Big O notation: If $f=O(g)$ then $\int f=O(\int g)$?

This is a follow up question to Show $\int_{0}^{\infty} \sin^2{[\pi(x+\frac{1}{x})]}\,\mathrm{d}x$ diverges. where the above statement is employed. I'm wondering if anyone can give a justification of the above statement. It seems to make intuitive sense that if $f$ grows no faster than $g$ then the same should be the case for their integrals. However I'm not all familiar with big O but by my understanding it suffices to prove that something like $\frac{\int f}{\int g}$ is bounded. Can anyone provide some kind of rigorous proof or explanation of the statement?

Answer 1

The theorem you can use here :

If $f$ and $g$ are positive functions such that $f=O(g)$ (at infinity), then 1) if $\int_a^{\infty}g(t)dt< \infty$ then $\int_a^{\infty}f(t)dt< \infty$ and $x\mapsto \int_x^{\infty}f(t) dt =O\bigg(x\mapsto \int_x^{\infty}g(t) dt\bigg)\ $ ; 2) if $\int_a^{\infty}f(t)dt= \infty$ then $\int_a^{\infty}g(t)dt= \infty$ and $x\mapsto \int_a^xf(t) dt =O\bigg(x\mapsto \int_a^xg(t) dt\bigg)$.

It is the analog of comparison between positive sum $\sum$.

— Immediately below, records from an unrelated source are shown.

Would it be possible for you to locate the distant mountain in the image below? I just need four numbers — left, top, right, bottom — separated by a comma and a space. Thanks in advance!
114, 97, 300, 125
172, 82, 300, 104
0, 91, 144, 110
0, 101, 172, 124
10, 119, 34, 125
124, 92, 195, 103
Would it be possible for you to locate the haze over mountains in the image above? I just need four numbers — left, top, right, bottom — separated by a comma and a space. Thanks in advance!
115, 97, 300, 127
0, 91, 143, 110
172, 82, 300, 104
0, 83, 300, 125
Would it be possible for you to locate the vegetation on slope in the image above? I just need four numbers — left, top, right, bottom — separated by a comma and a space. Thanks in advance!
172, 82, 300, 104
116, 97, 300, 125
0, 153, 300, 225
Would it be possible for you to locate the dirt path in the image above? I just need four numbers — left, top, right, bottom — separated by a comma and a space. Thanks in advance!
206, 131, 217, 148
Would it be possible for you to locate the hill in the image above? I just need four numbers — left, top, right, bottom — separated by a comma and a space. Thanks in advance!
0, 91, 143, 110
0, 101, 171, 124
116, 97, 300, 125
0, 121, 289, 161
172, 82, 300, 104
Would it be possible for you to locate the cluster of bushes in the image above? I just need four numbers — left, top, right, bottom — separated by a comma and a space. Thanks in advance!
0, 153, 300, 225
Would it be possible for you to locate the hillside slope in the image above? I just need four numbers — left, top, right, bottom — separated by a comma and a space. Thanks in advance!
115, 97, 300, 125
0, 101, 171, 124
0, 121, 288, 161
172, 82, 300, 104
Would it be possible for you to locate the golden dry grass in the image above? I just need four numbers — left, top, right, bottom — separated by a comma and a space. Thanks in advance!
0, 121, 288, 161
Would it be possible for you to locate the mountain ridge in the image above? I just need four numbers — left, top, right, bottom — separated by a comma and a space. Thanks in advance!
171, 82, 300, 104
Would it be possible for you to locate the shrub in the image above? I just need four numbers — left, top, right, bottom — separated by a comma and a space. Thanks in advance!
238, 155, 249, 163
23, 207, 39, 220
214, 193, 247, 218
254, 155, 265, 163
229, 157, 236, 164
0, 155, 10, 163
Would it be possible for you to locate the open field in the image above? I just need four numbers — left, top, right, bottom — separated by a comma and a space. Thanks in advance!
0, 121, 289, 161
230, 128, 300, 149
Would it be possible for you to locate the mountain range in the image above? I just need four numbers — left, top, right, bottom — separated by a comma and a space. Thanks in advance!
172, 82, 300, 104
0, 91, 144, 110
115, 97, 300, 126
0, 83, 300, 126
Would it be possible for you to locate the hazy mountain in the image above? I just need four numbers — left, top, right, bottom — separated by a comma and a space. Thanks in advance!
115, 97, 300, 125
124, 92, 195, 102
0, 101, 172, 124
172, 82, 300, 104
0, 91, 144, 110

ps : it make nos sense to write $\int f = O(\int g)$, since the $O$ notation is a (local) comparison of functions.

More generally :

If $f$ and $g$ are positive functions such that $f=O(g)$ (at $b$), then 1) if $\int_a^{b}g(t)dt< \infty$ then $\int_a^{b}f(t)dt< \infty$ and $x\mapsto \int_x^{b}f(t) dt =O\bigg(x\mapsto \int_x^{b}g(t) dt\bigg)\ $ ; 2) if $\int_a^{b}f(t)dt= \infty$ then $\int_a^{b}g(t)dt= \infty$ and $x\mapsto \int_a^xf(t) dt =O\bigg(x\mapsto \int_a^xg(t) dt\bigg)$.